Something had gone wrong, something had gone terribly wrong. They knew.

Then he was running wildly, and they were after him, through the narrow twisting lanes of the old town, seeking a shelter where he knew there was none. In all this town, among all these people whom he’d helped so much, he knew there would be no hiding place.

Finally, winded from his run, he paused against a rough stone wall in a dead-end alley facing the white marble church that was a town landmark. He took a piece of notepaper from his pocket, and a ballpoint pen, and slowly but deliberately began to write a message. It took him two minutes to write the few words, and when he’d finished he folded the paper twice and scrawled two initials on the outside. Then he stuffed the folded paper deep into his pocket.

By that time the two men were standing at the end of the alley, their dark outlines stark against the whiteness of the church beyond. They walked slowly toward him, knowing there was no way out for Cecil Montgomery. The doctor-missionary waited calmly now, his lips moving in a silent prayer.

The taller of the two assassins had a pistol with a silencer on it. The other carried a dagger with a curved blade that caught the morning sunlight.

The man with the dagger struck first.

It was January in London, and the weather was not good. A three-day fog had all but paralyzed air travel, and even on the ground there seemed to be a slow uncertainty about life. Even in his usually cozy office overlooking the Thames, Rand could feel the chill winter dampness. The weather depressed him, and the man across the desk did nothing to brighten his spirits.

“Rand, are you familiar with the island of Buhadi?” Colonel Nelson liked to open conversations with a question, a habit that may have lingered since his early days as a rural schoolmaster.

“Indian Ocean, isn’t it?

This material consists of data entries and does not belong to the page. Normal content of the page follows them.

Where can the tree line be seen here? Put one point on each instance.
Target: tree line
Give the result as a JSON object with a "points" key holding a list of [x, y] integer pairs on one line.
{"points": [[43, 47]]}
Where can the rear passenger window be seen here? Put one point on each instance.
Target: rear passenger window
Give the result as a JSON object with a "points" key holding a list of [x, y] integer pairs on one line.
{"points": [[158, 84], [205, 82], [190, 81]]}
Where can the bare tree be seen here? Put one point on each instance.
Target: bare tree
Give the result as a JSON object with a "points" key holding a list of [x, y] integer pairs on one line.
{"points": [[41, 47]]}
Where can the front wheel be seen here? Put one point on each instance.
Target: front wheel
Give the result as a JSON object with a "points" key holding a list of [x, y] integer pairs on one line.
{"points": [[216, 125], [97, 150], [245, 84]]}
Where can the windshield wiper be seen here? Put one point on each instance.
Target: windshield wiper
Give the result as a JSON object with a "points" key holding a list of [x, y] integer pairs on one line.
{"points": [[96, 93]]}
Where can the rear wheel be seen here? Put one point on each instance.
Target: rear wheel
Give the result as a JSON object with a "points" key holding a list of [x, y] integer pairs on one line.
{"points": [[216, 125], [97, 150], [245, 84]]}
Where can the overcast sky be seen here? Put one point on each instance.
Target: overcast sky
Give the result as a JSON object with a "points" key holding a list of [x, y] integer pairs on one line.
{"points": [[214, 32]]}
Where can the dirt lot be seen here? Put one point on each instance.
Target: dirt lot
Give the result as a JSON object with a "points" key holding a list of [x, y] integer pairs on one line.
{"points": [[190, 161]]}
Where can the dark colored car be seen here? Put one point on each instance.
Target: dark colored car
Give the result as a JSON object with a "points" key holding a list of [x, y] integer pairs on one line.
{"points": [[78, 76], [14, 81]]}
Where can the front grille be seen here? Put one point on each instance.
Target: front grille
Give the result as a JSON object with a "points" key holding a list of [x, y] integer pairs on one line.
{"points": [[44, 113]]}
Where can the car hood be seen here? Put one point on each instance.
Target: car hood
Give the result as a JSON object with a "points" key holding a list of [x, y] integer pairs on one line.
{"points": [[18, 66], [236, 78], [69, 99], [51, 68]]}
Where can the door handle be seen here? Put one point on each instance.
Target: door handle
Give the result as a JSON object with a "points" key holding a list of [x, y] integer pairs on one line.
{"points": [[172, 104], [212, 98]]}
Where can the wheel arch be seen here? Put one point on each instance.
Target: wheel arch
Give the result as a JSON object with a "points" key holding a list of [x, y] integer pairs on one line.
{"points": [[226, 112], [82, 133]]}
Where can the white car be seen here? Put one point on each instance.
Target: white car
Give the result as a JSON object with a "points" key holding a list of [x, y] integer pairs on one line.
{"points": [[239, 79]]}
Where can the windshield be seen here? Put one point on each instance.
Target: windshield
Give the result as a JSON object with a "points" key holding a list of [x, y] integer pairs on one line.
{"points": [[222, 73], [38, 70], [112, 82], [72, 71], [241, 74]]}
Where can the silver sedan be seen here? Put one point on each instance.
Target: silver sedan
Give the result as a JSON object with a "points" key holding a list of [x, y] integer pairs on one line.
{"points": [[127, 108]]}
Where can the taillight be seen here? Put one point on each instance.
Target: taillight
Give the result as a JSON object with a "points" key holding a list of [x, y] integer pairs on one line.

We granted their independence a year or so ago?”

“That’s the place. It’s always been an oddity, a mixture of races and national interests—Indians, Africans, British, and even some Chinese. Could be a bigger problem than Cyprus if not handled right. Anyway, the Buhadi government’s been pretty much in a state of chaos lately. Two opposing rebel chiefs are claiming authority, and we know the Communists are in there with both feet.”

“What’s our interest, Colonel?” Rand asked. He never cared much for political background, and he was waiting for Colonel Nelson to get to the point.

The Colonel lit one of his familiar cigars. “We have an agent there—at least, we did have until he was killed last Monday. A minister chap named Montgomery. He started working for us after his wife and child were killed on the island. Every Monday morning he reported by cable, using one of our combination ciphers.

“Anyway, he’d uncovered evidence linking one of the rebel leaders with the Chinese Reds, and he was to send us the man’s name last Monday. Somehow they found out, and stabbed him to death in an alley. Of course they went through his pockets and took the cablegram he was going to send, along with his notebook and wallet. But they missed this, or else didn’t think it was important.”

Colonel Nelson passed over a folded piece of paper. On the outside were the letters”
C.C.
Rand felt his pulse quicken. The particular branch of British Intelligence of which he was the head was known to insiders as
Double-C,
from its official designation of Concealed Communications. “How’d you get this?” he asked.

“Our embassy man found it on the body and forwarded it to us in a diplomatic pouch.”

Rand unfolded the paper and read the eight words written on it.
Father come our art in is earth bread.

“What do you make of it?” Colonel Nelson asked.

“Looks like a code or cipher of some sort.”

“Especially since he addressed it to your department.”

“He knew about Double-C?”

“All our agents are told of it.”

“You think he wrote this message just before they killed him?”

“I’m sure of it. We’ve checked the handwriting, and even compared the ink with that in a ballpoint pen found on his body. There’s no doubt he wrote it.”

Rand was busy doodling the more obvious possibilities on his pad.
Father come our art in is earth bread.
First letters: F-c-o-a-i-i-e-b. Nothing. Last letters: r-e-r-t-n-s-h-d. Nothing.

Rand put down his pencil and said, “I don’t think it’s one of our standard ciphers. Is it anything your people use?”